Doing these things will not be easy, and will arouse a firestorm of criticism. That is certain. But consider what will happen if these things are not done. What will that future look like? What will it feel like to live through?

As I said earlier, nurses have a unique position within they health care system. They are not accorded the respect they deserve, and their voices are not listened to as they should be. And as long as nurses remain quiet on the big issues, that is not going to change.

Nurses should ask themselves which future they want to live and work within: a straight-line extrapolation of the status quo, with all the obvious problems that will bring? Or a future for which they will have to work hard to achieve, but which would be more livable, produce better outcomes, and in which nurses become a more respected voice, contributing to the common good.

And if nurses don’t act on these issues, then who will?

© Copyright, IF Research, November 2014.


[1] “IBM Watson Hard At Work: New Breakthroughs Transform Quality Care for Patients”, Memorial Sloan Kettering Cancer Center website,

Comments on this entry are closed.

  • K d hutchinson Nov 19, 2014

    Congrats on a good piece of advice.How do we get those in charge of policy to listen and put into effect your ideas?If only politicians would worry about the crisis status of health care,among other things,than they do about the next election.I hope you have people in the nursing profession who read your posts.

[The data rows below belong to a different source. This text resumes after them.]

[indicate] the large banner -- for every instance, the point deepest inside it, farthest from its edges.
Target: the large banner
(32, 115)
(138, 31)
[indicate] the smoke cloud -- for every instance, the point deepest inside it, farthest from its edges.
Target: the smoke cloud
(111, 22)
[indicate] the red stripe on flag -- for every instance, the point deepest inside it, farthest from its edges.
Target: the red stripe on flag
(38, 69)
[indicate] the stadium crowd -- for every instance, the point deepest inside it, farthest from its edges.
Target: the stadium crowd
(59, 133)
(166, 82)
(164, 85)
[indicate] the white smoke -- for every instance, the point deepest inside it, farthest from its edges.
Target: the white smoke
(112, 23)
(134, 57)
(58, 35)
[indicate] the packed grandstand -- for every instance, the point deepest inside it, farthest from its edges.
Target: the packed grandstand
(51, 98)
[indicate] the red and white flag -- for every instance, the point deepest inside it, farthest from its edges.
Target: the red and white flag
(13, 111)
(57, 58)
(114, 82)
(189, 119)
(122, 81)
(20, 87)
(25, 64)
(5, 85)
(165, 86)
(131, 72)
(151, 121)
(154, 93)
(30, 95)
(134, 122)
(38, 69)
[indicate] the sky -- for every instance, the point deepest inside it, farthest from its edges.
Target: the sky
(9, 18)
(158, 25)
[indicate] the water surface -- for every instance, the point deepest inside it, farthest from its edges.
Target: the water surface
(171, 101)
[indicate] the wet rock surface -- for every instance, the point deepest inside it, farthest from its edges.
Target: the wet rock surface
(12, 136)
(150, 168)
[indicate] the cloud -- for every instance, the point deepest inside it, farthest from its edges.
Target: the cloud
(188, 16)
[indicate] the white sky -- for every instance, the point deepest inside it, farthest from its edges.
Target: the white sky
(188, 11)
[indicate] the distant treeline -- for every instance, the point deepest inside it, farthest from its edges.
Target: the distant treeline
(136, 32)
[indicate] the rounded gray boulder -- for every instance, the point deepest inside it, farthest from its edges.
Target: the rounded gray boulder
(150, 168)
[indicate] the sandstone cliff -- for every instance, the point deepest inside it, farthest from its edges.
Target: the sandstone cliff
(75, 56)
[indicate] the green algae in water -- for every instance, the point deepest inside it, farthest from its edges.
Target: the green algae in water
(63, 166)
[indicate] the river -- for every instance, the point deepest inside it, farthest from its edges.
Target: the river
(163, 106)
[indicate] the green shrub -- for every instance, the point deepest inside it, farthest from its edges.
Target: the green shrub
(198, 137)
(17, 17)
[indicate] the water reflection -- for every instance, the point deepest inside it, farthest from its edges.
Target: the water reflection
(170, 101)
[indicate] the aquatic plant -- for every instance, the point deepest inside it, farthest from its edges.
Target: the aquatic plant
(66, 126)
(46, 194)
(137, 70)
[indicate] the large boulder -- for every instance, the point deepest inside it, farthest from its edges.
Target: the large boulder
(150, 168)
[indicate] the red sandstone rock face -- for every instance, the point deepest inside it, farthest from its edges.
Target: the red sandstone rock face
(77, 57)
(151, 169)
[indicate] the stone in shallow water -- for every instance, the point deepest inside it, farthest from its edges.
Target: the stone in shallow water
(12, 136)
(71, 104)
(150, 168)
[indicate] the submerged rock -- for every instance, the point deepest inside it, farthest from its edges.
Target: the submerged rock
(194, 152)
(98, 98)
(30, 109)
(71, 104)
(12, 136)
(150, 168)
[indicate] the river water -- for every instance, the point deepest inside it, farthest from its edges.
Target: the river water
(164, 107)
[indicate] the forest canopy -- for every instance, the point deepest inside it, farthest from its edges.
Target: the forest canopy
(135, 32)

    • Richard Worzel Nov 19, 2014

      If we hold our collective breath until the politicians move, we may faint before anything happens. I think we need to act despite them. Maybe then they’ll hurry up to get to the front of the parade so they can lead.

  • J Kryworuchko Nov 23, 2014

    Have a look at the Dartmouth Atlas project here <>. I think they have contributed important evidence to support your instincts that compassionate care is better – it improves quality of life and even prolongs survival, at a lower cost than high intensity high technology care.

    And, there are nurses (and physicians) that are contributing research and are engaged in the sort of health policy work that you suggest. Engaging each professional to their full scope of practice is an important first step. And helping patients, families and communities make the most of their health while remaining realistic about the likelihood (and cost) of living forever is an ongoing challenge!